Du 15 novembre 2024 au 4 janvier 2025, Galerie Nathalie Obadia, 91, rue du Faubourg Saint-Honoré, 75008 Paris
David Nash : 45 Years of Drawing
Occupant tous les espaces des deux galeries Lelong & Co, la rétrospective de 45 ans de dessins de David Nash dessine un parcours fluide qui témoigne de l’importance de ce médium dans le travail et la vie du grand sculpteur. Avec du pigment naturel directement appliqué sur la feuille, du fusain, Nash décrit la nature autour de lui, s’inspire de sa lumière et de ses couleurs ou joue des différents langages de l’abstraction. Les arbres, le hêtre en particulier, n’en finissent pas de l’inspirer aussi bien lorsqu’il s’agit de restituer leur masse et leur puissance quasi cosmique, que de s’emparer de leurs teintes pour dessiner des arcs. Glissant du descriptif à l’abstrait, il construit une colonne en cinq bandes qui restitue les couleurs des feuilles de chêne au mois de mai. S’éloignant des arbres, il bâtit des trames de gros pois colorées pour donner le portrait de mois de l’année.

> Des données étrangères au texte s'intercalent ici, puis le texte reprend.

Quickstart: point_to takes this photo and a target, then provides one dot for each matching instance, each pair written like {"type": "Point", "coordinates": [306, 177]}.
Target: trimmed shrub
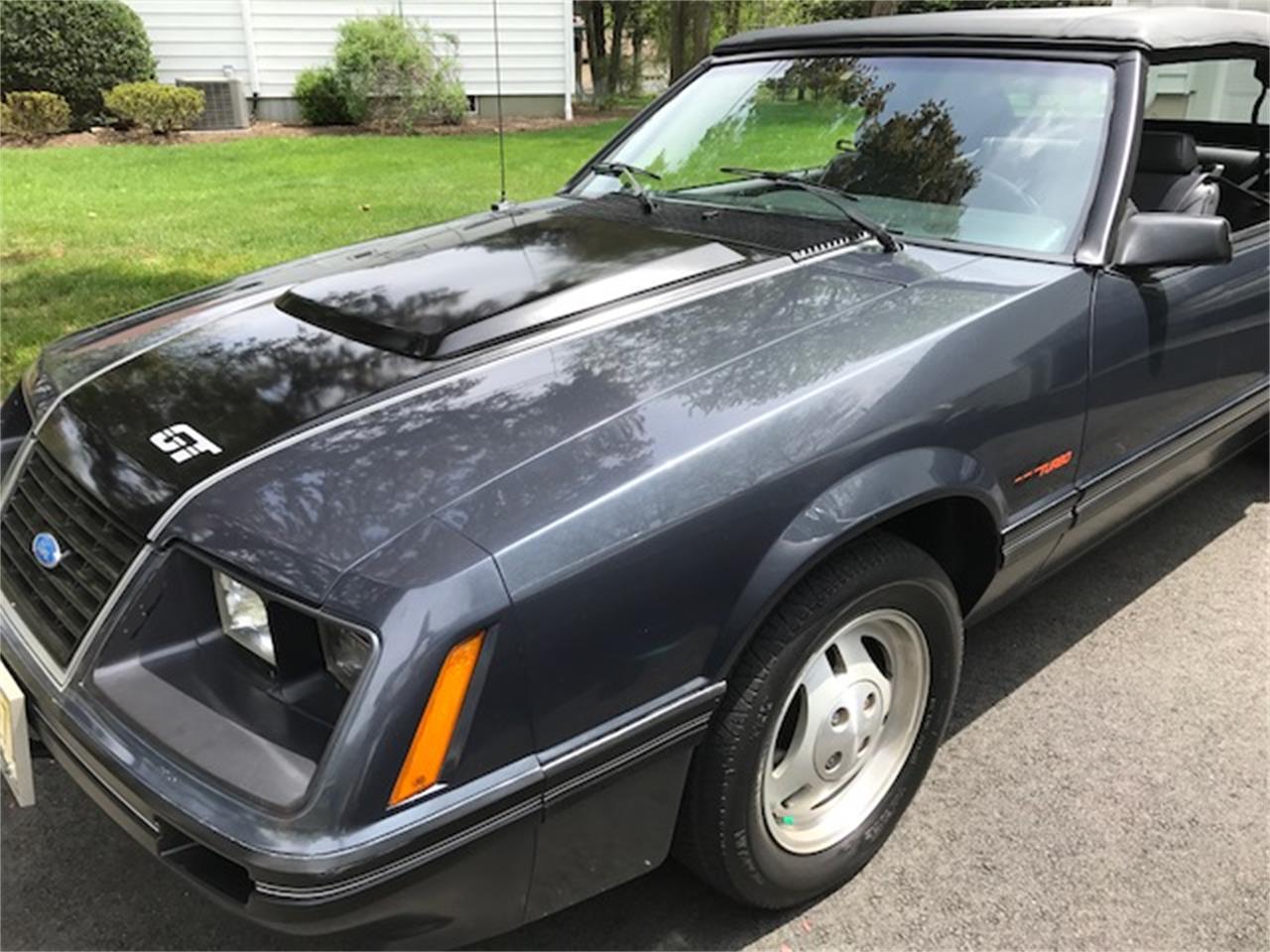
{"type": "Point", "coordinates": [33, 116]}
{"type": "Point", "coordinates": [321, 98]}
{"type": "Point", "coordinates": [155, 107]}
{"type": "Point", "coordinates": [395, 76]}
{"type": "Point", "coordinates": [72, 48]}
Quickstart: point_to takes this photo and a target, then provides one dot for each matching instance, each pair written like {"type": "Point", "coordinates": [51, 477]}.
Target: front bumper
{"type": "Point", "coordinates": [472, 861]}
{"type": "Point", "coordinates": [452, 881]}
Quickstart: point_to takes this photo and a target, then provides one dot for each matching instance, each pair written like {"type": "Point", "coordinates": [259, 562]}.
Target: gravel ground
{"type": "Point", "coordinates": [1105, 785]}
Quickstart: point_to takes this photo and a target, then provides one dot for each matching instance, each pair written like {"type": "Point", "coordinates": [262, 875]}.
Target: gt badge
{"type": "Point", "coordinates": [1046, 468]}
{"type": "Point", "coordinates": [183, 442]}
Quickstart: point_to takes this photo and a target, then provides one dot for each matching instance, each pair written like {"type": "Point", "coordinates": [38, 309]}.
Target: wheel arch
{"type": "Point", "coordinates": [939, 499]}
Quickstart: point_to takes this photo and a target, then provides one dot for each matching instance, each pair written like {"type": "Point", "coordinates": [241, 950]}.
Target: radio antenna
{"type": "Point", "coordinates": [498, 98]}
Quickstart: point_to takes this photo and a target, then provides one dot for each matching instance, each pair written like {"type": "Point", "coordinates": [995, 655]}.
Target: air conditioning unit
{"type": "Point", "coordinates": [225, 104]}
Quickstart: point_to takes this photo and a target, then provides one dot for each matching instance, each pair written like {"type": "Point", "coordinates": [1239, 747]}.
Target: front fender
{"type": "Point", "coordinates": [844, 511]}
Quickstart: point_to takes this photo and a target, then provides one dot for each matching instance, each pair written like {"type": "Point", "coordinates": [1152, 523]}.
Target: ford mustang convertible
{"type": "Point", "coordinates": [434, 584]}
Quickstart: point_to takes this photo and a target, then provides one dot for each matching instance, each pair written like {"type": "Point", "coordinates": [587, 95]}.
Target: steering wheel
{"type": "Point", "coordinates": [998, 191]}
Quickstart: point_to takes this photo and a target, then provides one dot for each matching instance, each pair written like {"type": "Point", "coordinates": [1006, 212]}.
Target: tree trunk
{"type": "Point", "coordinates": [680, 27]}
{"type": "Point", "coordinates": [638, 28]}
{"type": "Point", "coordinates": [699, 30]}
{"type": "Point", "coordinates": [615, 51]}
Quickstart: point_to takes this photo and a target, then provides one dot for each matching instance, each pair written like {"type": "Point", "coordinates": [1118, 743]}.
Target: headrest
{"type": "Point", "coordinates": [1167, 153]}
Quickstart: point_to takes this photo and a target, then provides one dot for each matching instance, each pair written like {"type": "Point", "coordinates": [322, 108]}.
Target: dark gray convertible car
{"type": "Point", "coordinates": [437, 583]}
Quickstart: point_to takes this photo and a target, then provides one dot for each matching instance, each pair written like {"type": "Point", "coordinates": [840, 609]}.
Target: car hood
{"type": "Point", "coordinates": [329, 443]}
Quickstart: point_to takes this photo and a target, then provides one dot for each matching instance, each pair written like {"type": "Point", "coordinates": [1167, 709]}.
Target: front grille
{"type": "Point", "coordinates": [59, 604]}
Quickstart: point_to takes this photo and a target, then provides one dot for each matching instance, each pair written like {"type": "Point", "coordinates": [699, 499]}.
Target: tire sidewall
{"type": "Point", "coordinates": [771, 874]}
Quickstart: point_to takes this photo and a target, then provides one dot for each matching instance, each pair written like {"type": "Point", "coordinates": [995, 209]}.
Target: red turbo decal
{"type": "Point", "coordinates": [1046, 468]}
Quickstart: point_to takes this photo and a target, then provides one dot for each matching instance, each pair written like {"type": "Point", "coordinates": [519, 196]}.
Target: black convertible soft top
{"type": "Point", "coordinates": [1166, 33]}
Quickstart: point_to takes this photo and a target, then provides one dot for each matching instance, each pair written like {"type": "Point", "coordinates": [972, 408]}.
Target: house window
{"type": "Point", "coordinates": [1211, 90]}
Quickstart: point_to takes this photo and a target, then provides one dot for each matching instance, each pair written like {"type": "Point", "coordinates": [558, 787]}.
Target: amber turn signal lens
{"type": "Point", "coordinates": [437, 726]}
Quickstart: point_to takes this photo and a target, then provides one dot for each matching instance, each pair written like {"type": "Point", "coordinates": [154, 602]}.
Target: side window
{"type": "Point", "coordinates": [1211, 90]}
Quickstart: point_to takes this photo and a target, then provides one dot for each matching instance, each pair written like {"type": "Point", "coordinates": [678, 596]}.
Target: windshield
{"type": "Point", "coordinates": [989, 151]}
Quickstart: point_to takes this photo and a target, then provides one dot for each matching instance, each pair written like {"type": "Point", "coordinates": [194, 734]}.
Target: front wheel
{"type": "Point", "coordinates": [830, 720]}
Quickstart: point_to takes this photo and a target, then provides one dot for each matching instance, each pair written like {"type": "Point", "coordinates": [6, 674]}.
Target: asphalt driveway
{"type": "Point", "coordinates": [1106, 784]}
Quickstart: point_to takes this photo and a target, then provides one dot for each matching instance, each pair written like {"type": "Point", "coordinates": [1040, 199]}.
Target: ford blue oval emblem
{"type": "Point", "coordinates": [48, 549]}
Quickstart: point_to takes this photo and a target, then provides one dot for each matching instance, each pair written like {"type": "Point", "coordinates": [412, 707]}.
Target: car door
{"type": "Point", "coordinates": [1179, 372]}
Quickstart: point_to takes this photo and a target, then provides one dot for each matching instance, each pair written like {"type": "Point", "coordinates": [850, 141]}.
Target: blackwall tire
{"type": "Point", "coordinates": [793, 701]}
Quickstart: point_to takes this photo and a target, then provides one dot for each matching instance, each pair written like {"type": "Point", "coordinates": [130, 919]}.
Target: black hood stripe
{"type": "Point", "coordinates": [607, 317]}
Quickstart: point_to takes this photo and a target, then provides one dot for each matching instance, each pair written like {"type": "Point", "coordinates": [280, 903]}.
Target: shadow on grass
{"type": "Point", "coordinates": [45, 301]}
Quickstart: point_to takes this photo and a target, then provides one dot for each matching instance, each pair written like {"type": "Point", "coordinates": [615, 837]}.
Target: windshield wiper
{"type": "Point", "coordinates": [829, 194]}
{"type": "Point", "coordinates": [631, 175]}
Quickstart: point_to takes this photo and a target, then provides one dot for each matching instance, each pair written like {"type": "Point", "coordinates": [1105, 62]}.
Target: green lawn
{"type": "Point", "coordinates": [86, 234]}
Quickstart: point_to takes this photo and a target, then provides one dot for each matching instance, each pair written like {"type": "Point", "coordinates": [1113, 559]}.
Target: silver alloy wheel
{"type": "Point", "coordinates": [844, 730]}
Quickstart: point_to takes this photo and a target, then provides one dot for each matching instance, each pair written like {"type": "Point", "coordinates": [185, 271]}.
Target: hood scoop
{"type": "Point", "coordinates": [513, 278]}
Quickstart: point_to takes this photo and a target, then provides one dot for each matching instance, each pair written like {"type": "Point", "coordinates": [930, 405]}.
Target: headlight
{"type": "Point", "coordinates": [244, 619]}
{"type": "Point", "coordinates": [344, 653]}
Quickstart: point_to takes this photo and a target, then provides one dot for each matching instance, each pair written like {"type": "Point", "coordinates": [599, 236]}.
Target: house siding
{"type": "Point", "coordinates": [289, 36]}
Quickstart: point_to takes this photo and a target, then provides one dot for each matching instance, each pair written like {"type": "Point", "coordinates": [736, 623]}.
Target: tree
{"type": "Point", "coordinates": [690, 36]}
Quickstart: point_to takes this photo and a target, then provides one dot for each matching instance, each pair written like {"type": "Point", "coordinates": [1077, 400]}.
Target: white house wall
{"type": "Point", "coordinates": [202, 37]}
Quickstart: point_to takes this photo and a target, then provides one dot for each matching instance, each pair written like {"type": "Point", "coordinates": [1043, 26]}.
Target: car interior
{"type": "Point", "coordinates": [1206, 166]}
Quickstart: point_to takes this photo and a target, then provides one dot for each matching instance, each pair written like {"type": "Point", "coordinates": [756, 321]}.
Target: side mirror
{"type": "Point", "coordinates": [1161, 239]}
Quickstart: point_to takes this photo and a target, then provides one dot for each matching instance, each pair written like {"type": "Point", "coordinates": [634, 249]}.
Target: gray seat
{"type": "Point", "coordinates": [1170, 177]}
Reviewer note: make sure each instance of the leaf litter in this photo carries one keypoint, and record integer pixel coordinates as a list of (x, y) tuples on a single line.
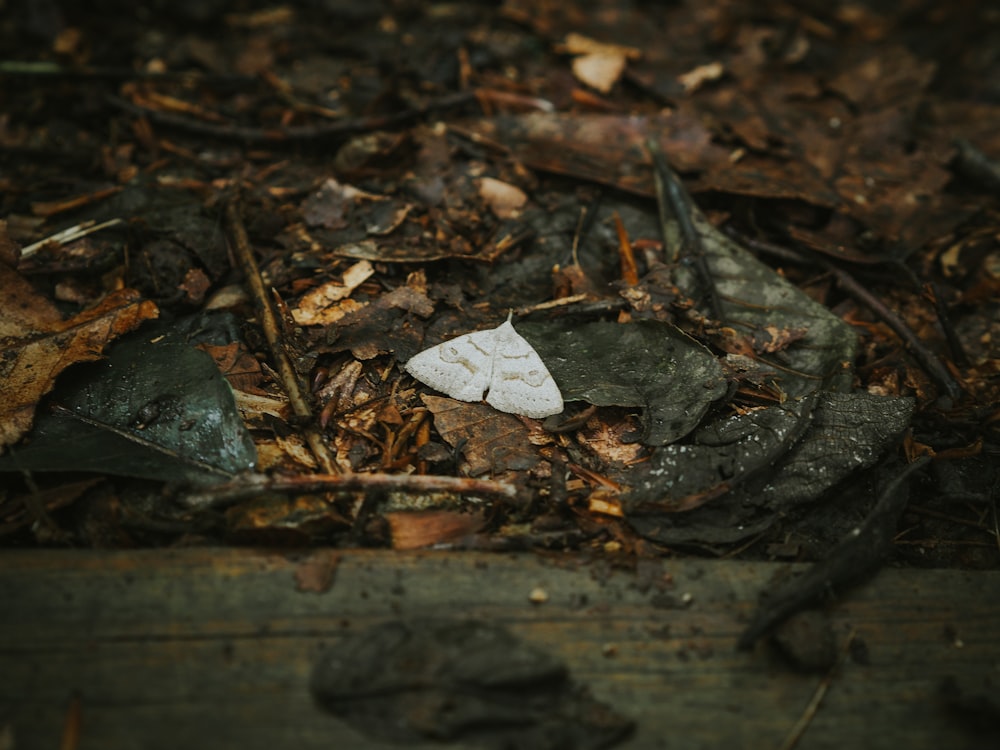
[(722, 391)]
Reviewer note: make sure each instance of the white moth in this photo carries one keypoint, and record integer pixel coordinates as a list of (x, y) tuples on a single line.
[(499, 361)]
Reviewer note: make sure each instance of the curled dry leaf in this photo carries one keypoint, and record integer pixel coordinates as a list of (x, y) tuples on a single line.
[(37, 344)]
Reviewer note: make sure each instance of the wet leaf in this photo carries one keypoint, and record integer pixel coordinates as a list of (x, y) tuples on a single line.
[(757, 465), (36, 344), (459, 681), (491, 441), (650, 364), (152, 410)]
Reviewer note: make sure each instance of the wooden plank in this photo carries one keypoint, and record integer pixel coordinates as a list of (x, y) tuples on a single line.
[(209, 647)]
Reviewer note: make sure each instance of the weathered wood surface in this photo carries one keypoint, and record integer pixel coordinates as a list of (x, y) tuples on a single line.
[(213, 648)]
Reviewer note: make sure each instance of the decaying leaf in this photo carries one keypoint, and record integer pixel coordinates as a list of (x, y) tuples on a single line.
[(37, 344), (491, 441), (459, 681), (755, 466), (156, 410), (648, 363)]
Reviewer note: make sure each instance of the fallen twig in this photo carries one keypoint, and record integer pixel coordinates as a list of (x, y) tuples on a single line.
[(807, 716), (857, 556), (336, 129), (253, 485), (272, 332)]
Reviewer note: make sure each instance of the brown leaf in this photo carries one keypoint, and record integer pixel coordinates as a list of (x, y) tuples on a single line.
[(416, 529), (490, 440), (36, 344)]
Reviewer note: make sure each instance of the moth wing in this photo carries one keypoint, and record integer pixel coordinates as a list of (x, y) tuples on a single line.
[(520, 382), (460, 368)]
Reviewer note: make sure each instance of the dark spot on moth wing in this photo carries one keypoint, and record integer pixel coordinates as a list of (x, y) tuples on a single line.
[(535, 377)]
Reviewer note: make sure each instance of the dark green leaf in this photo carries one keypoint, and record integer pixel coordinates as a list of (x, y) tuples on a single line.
[(152, 410), (648, 363)]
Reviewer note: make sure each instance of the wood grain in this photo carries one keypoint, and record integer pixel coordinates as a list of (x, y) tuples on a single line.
[(213, 647)]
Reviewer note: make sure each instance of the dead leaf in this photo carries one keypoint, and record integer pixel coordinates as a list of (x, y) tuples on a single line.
[(490, 440), (505, 200), (317, 306), (600, 70), (416, 529), (315, 574), (37, 344)]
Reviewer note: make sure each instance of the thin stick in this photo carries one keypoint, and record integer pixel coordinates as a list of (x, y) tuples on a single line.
[(272, 332), (803, 723), (927, 359), (676, 205), (331, 130), (69, 235), (253, 485)]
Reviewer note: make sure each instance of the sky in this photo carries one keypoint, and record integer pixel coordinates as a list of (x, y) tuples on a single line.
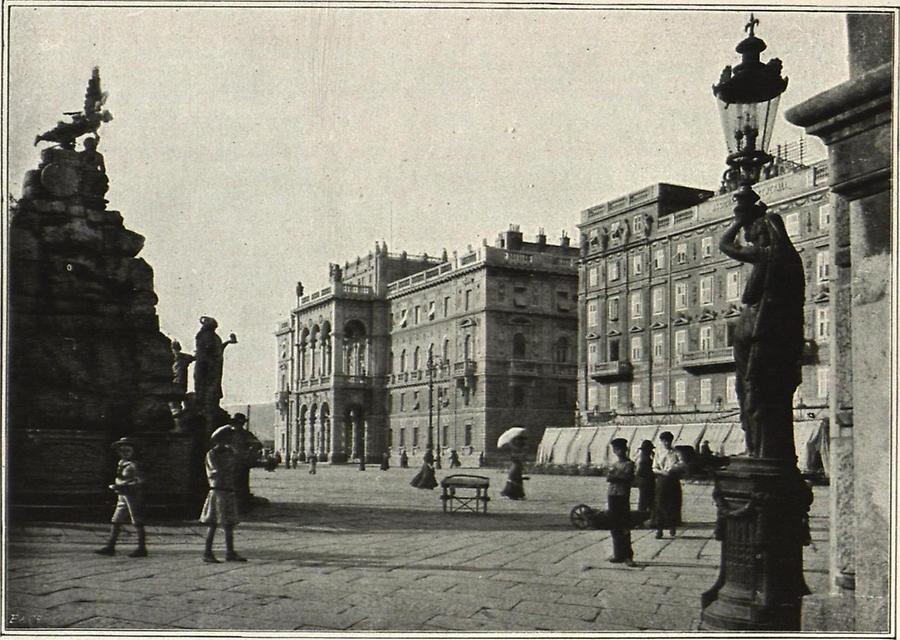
[(253, 146)]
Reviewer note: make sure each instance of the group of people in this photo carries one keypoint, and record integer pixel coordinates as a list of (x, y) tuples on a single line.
[(227, 466), (657, 476)]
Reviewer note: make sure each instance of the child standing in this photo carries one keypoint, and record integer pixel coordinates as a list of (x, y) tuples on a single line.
[(220, 507), (128, 486), (620, 474)]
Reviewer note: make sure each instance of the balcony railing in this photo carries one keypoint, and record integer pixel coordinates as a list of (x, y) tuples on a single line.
[(612, 370), (707, 358)]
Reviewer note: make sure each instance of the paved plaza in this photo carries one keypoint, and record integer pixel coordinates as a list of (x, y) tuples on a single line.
[(353, 551)]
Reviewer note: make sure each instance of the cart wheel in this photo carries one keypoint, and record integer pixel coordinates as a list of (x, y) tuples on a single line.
[(582, 516)]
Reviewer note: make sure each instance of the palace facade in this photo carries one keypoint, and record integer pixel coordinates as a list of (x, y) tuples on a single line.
[(400, 348), (658, 301)]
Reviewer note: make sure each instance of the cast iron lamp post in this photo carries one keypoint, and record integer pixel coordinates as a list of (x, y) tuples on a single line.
[(434, 362), (761, 499)]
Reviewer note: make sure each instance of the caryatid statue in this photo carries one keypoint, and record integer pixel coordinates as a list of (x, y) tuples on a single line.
[(208, 362), (768, 338)]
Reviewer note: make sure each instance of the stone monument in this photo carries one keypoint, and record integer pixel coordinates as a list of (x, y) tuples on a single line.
[(87, 361)]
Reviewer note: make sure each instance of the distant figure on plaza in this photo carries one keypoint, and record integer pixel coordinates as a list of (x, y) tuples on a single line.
[(220, 508), (425, 479), (208, 363), (129, 488), (646, 482), (514, 489), (667, 466), (768, 338), (620, 475)]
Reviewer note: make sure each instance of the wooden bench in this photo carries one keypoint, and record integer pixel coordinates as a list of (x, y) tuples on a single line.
[(464, 492)]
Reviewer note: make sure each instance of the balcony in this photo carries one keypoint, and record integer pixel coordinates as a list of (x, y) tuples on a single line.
[(720, 358), (464, 369), (612, 370)]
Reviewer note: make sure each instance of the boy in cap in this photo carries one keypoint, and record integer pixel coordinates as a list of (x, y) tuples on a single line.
[(619, 475), (220, 507), (128, 486)]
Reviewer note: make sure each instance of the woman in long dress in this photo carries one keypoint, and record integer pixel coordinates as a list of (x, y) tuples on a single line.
[(425, 479)]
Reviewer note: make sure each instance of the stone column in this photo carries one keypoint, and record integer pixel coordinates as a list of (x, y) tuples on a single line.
[(854, 121)]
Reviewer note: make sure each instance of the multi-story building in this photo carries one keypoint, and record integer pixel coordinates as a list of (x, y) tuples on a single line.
[(658, 301), (401, 348)]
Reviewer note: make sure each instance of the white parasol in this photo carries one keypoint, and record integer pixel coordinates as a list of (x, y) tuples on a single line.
[(509, 435)]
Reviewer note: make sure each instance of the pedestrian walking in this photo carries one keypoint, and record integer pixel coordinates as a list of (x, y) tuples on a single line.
[(129, 488), (667, 466), (646, 482), (425, 479), (220, 508), (620, 475)]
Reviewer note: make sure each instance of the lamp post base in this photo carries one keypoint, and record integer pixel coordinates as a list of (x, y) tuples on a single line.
[(762, 523)]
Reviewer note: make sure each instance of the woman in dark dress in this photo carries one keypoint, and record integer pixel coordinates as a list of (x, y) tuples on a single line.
[(515, 483), (425, 479)]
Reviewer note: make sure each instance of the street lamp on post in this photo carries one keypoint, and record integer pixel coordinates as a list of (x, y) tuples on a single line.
[(762, 502), (434, 362)]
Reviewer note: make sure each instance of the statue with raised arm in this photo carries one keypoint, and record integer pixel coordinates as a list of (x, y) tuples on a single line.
[(768, 339), (208, 363)]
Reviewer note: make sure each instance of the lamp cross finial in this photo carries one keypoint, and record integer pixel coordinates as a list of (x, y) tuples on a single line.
[(750, 25)]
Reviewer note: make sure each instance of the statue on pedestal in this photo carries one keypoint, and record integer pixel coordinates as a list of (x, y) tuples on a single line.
[(768, 339), (209, 360)]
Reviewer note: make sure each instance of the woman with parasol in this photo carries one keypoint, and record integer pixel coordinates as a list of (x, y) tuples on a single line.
[(515, 438)]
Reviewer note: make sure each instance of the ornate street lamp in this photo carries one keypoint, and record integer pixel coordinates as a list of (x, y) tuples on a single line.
[(761, 499)]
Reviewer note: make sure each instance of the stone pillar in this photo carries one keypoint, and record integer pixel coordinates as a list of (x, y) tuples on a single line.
[(854, 121)]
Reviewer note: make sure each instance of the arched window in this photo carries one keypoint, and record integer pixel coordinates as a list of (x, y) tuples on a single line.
[(518, 346), (562, 349)]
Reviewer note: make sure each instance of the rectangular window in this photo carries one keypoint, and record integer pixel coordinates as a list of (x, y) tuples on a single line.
[(792, 225), (823, 323), (659, 258), (706, 338), (613, 350), (612, 308), (680, 296), (659, 300), (823, 377), (594, 276), (823, 265), (612, 269), (706, 289), (680, 392), (705, 390), (825, 216), (637, 349), (592, 314), (680, 341), (520, 296), (731, 389), (658, 399), (637, 307), (659, 345), (733, 285)]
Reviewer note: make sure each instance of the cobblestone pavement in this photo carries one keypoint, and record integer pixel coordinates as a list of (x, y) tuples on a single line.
[(346, 550)]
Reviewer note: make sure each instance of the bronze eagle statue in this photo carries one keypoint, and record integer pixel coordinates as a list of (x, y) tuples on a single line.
[(83, 122)]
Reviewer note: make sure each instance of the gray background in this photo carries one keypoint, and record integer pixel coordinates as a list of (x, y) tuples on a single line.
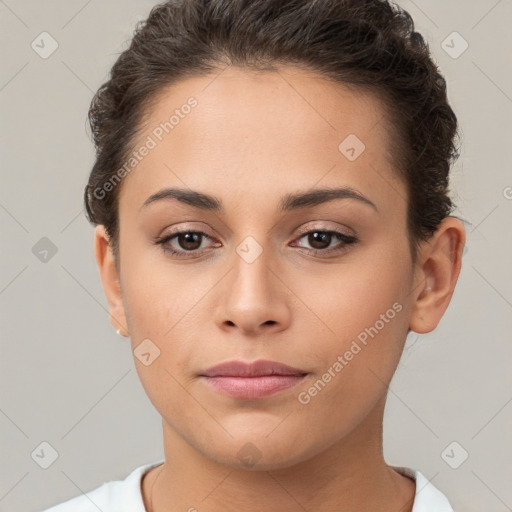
[(68, 380)]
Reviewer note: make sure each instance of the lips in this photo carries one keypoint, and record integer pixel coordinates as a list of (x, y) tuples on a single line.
[(258, 368)]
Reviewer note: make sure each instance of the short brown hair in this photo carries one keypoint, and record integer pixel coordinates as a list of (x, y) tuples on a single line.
[(369, 44)]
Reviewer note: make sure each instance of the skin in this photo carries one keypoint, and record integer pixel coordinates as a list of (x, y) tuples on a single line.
[(253, 138)]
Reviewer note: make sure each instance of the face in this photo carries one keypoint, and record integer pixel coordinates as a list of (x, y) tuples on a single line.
[(324, 286)]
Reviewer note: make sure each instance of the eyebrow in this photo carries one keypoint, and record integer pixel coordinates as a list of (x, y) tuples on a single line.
[(289, 202)]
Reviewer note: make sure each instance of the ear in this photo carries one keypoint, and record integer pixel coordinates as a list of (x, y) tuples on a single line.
[(110, 279), (436, 274)]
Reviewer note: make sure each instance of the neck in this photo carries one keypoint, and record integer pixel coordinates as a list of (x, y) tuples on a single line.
[(351, 475)]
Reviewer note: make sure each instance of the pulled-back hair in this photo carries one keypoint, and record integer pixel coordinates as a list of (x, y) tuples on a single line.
[(367, 44)]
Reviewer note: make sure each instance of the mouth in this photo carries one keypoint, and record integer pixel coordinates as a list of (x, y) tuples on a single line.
[(250, 381)]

Outre la présence de quelques sculptures qui ont un rôle structurant, deux des œuvres les plus célèbres de l’artiste occupent une place centrale. Il s’agit de Ash Dome et de Wooden Boulder. La première est ce dôme de frênes construit par l’artiste par plantation et greffes à partir de 1977. À cette œuvre construite avec la nature David Nash a donné une vie parallèle à travers les dessins qu’il lui a consacrée. Wooden Boulder est un bloc de bois d’une demi-tonne grossièrement extrait d’un chêne bicentenaire que l’artiste a livré en 1978 aux caprices de la rivière Dwyryd. L’œuvre a parcouru des kilomètres mais n’a plus été vue depuis près de dix ans. Des dessins au fusain restituent son parcours et font une sorte de chronique de ses apparitions et disparitions. Avec la très grande diversité d’approches dont elle témoigne, cette rétrospective montre aussi combien par le dessin David Nash partage la vie de ses sculptures.
Du 14 novembre au 21 décembre 2024, Galerie Lelong & Co, 13, rue de Téhéran et 38 avenue Matignon, 75008 Paris
Tania Franco Klein : Break in case of emergency (flies, forks and fires)
La photographe mexicaine Tania Franco Klein est reconnue pour ses photos intrigantes et très cinématographiques qu’elle organise en séries. Sa première exposition parisienne répartie dans les deux espaces en sous-sol de la galerie nous offre deux descentes dans son univers. Avec Break in case of emergency, nous sommes franchement du côté de la fiction. La photographe y est son seul modèle, mais avant tout par commodité. L’art de la mise en scène de Franco Klein consiste à suggérer beaucoup par le cadrage, la lumière, généralement chaude, et un minimum d’accessoires. Il lui suffit d’un plateau de table en verre photographié en contre-plongée pour tourner un verre d’eau renversé, une fourchette, quelques mouches et un cendrier plein en indices d’une situation dramatique. Situation d’autant moins réfutable qu’à une extrémité de l’image apparaissent les lèvres épaisses et outrageusement rouges d’une femme dont le visage s’efface derrière le couvercle troué de la saupoudreuse qu’elle tient dans sa main. Dans une autre photo, elle se montre à profil perdu en une pose méditative à l’intérieur d’une cuisine. Derrière elle, une poêle posée sur la cuisinière laisse échapper des flammes qui montent jusqu’au plafond. C’est une Madeleine de Georges de La Tour égarée dans un film de David Lynch. À nous de décider si ces scènes relèvent de la projection fantasmatique, du paranormal ou d’une réminiscence.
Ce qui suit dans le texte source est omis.